The Political Brain : The Role of Emotion in Deciding the Fate of the Nation
This book presents a groundbreaking and surprising scientific investigation into how the mind works, how the brain works and what this means for why candidates win and lose elections. Since the 18th century, the idea of mind that has captured the imagination of philosophers, cognitive scientists, economists and political scientists is of a dispassionate mind that makes decisions by weighing evidence and reasoning to make the most valid conclusions.
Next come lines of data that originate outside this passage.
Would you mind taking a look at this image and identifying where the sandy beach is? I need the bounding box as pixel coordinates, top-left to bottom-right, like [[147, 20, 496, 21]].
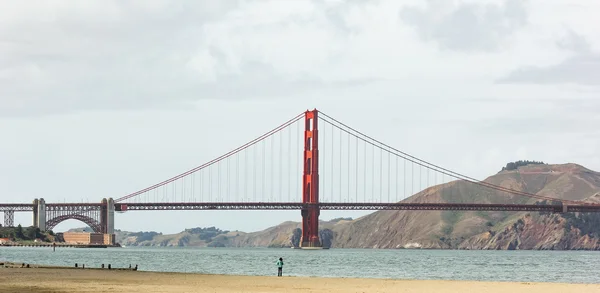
[[0, 268, 600, 293]]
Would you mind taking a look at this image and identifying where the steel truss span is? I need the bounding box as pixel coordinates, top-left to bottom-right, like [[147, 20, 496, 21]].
[[115, 202, 600, 213], [0, 203, 33, 212]]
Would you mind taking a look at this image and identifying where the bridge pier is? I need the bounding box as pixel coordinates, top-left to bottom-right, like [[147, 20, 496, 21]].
[[33, 198, 46, 232], [4, 210, 15, 227], [300, 109, 322, 249], [100, 197, 115, 234], [106, 197, 115, 234]]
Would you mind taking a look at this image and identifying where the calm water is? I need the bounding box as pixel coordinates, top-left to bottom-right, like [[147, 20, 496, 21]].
[[0, 247, 600, 283]]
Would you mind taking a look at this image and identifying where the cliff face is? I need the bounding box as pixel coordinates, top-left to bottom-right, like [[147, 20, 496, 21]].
[[117, 164, 600, 250], [326, 164, 600, 250]]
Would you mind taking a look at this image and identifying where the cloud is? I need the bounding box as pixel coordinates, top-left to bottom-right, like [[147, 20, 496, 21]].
[[400, 0, 527, 52], [0, 1, 374, 117], [497, 30, 600, 86]]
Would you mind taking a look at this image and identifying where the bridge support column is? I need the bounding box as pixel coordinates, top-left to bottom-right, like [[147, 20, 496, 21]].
[[106, 197, 115, 234], [300, 109, 321, 249], [33, 198, 39, 228], [34, 198, 46, 232], [4, 211, 15, 227]]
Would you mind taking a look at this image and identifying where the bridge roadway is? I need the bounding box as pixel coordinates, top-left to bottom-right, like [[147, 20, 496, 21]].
[[115, 202, 600, 213], [0, 202, 600, 213]]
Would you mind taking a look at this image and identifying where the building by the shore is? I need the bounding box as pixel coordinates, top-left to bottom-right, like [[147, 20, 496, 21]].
[[57, 232, 115, 245]]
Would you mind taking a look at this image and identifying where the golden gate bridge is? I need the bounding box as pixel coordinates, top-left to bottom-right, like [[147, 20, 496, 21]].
[[0, 109, 600, 248]]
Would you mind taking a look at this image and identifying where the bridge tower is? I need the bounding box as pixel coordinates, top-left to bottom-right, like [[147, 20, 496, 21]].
[[300, 109, 322, 249], [106, 197, 115, 234]]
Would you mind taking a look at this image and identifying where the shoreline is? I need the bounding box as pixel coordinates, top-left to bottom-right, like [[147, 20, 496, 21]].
[[0, 267, 600, 293], [0, 260, 600, 284]]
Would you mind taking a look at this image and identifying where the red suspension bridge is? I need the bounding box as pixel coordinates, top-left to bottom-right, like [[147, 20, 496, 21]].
[[0, 109, 600, 247]]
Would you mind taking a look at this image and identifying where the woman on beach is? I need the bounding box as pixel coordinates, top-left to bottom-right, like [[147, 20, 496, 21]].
[[277, 257, 283, 277]]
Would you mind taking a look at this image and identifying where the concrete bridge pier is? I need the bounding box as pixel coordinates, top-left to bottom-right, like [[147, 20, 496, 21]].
[[100, 197, 115, 234]]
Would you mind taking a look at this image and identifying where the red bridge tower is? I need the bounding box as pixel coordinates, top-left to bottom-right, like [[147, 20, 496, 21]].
[[300, 109, 321, 249]]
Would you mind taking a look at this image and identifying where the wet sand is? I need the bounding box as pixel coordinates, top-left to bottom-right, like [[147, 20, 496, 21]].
[[0, 268, 600, 293]]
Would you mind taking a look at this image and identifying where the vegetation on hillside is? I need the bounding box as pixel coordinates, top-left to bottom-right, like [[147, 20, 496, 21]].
[[329, 217, 352, 223], [0, 225, 52, 241], [500, 160, 545, 172], [563, 213, 600, 238]]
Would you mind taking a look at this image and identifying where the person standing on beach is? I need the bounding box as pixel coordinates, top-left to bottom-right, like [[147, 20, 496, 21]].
[[277, 257, 283, 277]]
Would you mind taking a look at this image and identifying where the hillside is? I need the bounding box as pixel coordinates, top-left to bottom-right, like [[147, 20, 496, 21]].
[[98, 162, 600, 250]]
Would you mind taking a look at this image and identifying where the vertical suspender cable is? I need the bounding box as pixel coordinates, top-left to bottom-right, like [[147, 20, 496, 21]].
[[339, 124, 342, 202], [354, 136, 358, 202], [346, 129, 350, 202]]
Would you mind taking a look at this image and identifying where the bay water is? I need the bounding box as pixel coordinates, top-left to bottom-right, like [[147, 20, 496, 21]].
[[0, 247, 600, 283]]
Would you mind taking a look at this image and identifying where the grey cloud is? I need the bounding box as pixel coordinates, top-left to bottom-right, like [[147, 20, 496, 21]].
[[496, 30, 600, 86], [497, 54, 600, 86], [0, 0, 380, 117], [400, 0, 528, 52]]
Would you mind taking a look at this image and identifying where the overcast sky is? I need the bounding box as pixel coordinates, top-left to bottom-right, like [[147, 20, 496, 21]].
[[0, 0, 600, 233]]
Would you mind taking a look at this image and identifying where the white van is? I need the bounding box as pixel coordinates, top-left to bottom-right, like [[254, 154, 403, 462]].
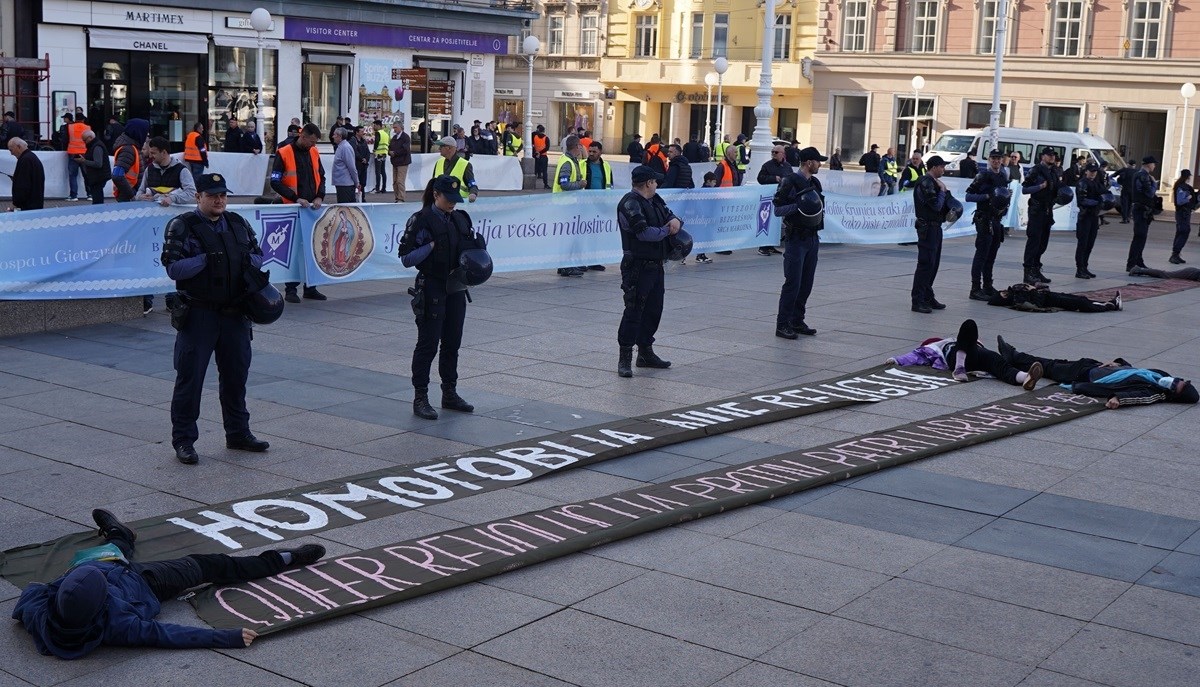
[[925, 126, 1126, 174]]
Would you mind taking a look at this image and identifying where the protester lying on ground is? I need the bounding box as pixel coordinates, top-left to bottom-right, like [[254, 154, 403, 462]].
[[988, 283, 1121, 312], [887, 319, 1042, 392], [12, 508, 325, 658], [1129, 267, 1200, 281], [996, 336, 1200, 408]]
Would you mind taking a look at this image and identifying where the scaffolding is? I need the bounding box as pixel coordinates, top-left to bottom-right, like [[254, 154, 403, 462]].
[[0, 53, 56, 150]]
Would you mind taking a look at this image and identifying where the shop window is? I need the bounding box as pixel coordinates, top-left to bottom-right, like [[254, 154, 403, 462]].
[[773, 14, 792, 60], [634, 14, 659, 58], [713, 12, 730, 58], [841, 0, 868, 53], [964, 102, 1008, 129], [546, 14, 566, 55], [1050, 0, 1084, 57], [1037, 106, 1084, 132], [580, 14, 600, 56], [1129, 0, 1164, 60], [829, 95, 868, 160]]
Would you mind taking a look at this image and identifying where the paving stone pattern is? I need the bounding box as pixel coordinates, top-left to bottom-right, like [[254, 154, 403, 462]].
[[0, 222, 1200, 687]]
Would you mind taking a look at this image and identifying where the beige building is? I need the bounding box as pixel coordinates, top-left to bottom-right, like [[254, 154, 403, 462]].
[[493, 0, 610, 150], [812, 0, 1200, 179], [600, 0, 817, 154]]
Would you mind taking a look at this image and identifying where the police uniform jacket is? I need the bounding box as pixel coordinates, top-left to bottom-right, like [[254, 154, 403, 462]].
[[966, 167, 1012, 221], [160, 210, 263, 309], [912, 174, 950, 225], [617, 191, 683, 261], [400, 205, 487, 282]]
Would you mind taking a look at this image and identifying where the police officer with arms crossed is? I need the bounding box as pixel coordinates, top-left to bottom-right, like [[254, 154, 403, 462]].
[[400, 174, 490, 420], [966, 150, 1013, 301], [271, 121, 328, 303], [161, 174, 270, 465], [772, 148, 828, 339], [1021, 148, 1062, 283], [1075, 162, 1111, 279], [617, 165, 683, 377], [912, 155, 950, 313], [1126, 155, 1158, 271]]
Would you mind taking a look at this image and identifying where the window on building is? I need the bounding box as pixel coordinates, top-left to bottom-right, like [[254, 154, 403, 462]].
[[634, 14, 659, 58], [1129, 0, 1164, 59], [1037, 106, 1084, 132], [962, 102, 1008, 129], [546, 14, 566, 55], [912, 0, 941, 53], [713, 12, 730, 58], [1050, 0, 1084, 58], [580, 14, 600, 55], [829, 95, 866, 160], [774, 14, 792, 60], [979, 0, 1000, 55], [841, 0, 868, 53]]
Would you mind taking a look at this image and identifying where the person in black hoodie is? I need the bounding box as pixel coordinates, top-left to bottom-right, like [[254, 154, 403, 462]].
[[78, 129, 113, 205], [12, 508, 325, 659]]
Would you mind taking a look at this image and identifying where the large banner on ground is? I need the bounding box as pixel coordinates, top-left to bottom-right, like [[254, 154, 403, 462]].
[[0, 366, 955, 587], [191, 387, 1104, 634]]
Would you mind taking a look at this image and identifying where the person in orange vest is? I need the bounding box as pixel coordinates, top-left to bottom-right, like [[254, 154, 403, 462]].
[[184, 121, 209, 179], [113, 119, 150, 203], [533, 124, 550, 189], [62, 113, 88, 202], [271, 121, 326, 303], [713, 145, 742, 189]]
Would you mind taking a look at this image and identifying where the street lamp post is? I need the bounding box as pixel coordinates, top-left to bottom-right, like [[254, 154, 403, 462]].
[[1175, 82, 1196, 179], [250, 7, 271, 150], [743, 0, 775, 184], [713, 58, 730, 151], [521, 34, 541, 162], [704, 72, 716, 150], [908, 76, 925, 155]]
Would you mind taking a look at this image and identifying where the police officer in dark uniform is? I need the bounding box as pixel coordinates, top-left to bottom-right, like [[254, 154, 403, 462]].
[[912, 155, 950, 313], [617, 165, 683, 377], [966, 150, 1012, 300], [400, 174, 486, 420], [1075, 162, 1109, 279], [1126, 155, 1158, 271], [160, 174, 270, 465], [772, 147, 827, 339], [1021, 148, 1062, 283]]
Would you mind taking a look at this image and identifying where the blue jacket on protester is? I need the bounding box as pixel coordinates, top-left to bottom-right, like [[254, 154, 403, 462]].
[[12, 561, 245, 658]]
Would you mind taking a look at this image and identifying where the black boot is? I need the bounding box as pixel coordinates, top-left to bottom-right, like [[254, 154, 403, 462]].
[[413, 388, 438, 420], [617, 346, 634, 377], [442, 384, 475, 413], [637, 344, 671, 370]]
It bears no relation to how the mind and brain actually work. In this landmark book, Professor Drew Westen - a scientist and psychologist who has led a pioneering investigation into how the brain processes political information - shows through a whirlwind tour of American political leaders how electorates vote not with their heads, but with their hearts. He finds that Americans are a nation of passionate voters, not cool political spectators - they love (or hate) Bill Clinton and George W Bush. No-one else will do. The book, which examines data across several Presidential elections from the 1950s to the present day, is a serious and groundbreaking investigation into the role of emotion in driving voting behaviour.
- Hardback | 480 pages
- 160.02 x 238.76 x 43.18mm | 725.74g
- 01 Jul 2007
- INGRAM PUBLISHER SERVICES US
- New York, United States
About Drew Westen
Professor Drew Westen holds a BA from Harvard University, an MA from Sussex University and a PhD in Clinical Psychology from the University of Michigan, where he taught for six years. His major areas of research include personality disorders, eating disorders, psychotherapy effectiveness and political psychology. He is a regular commentator on NPR's All Things Considered, and lives in Atlanta, Georgia.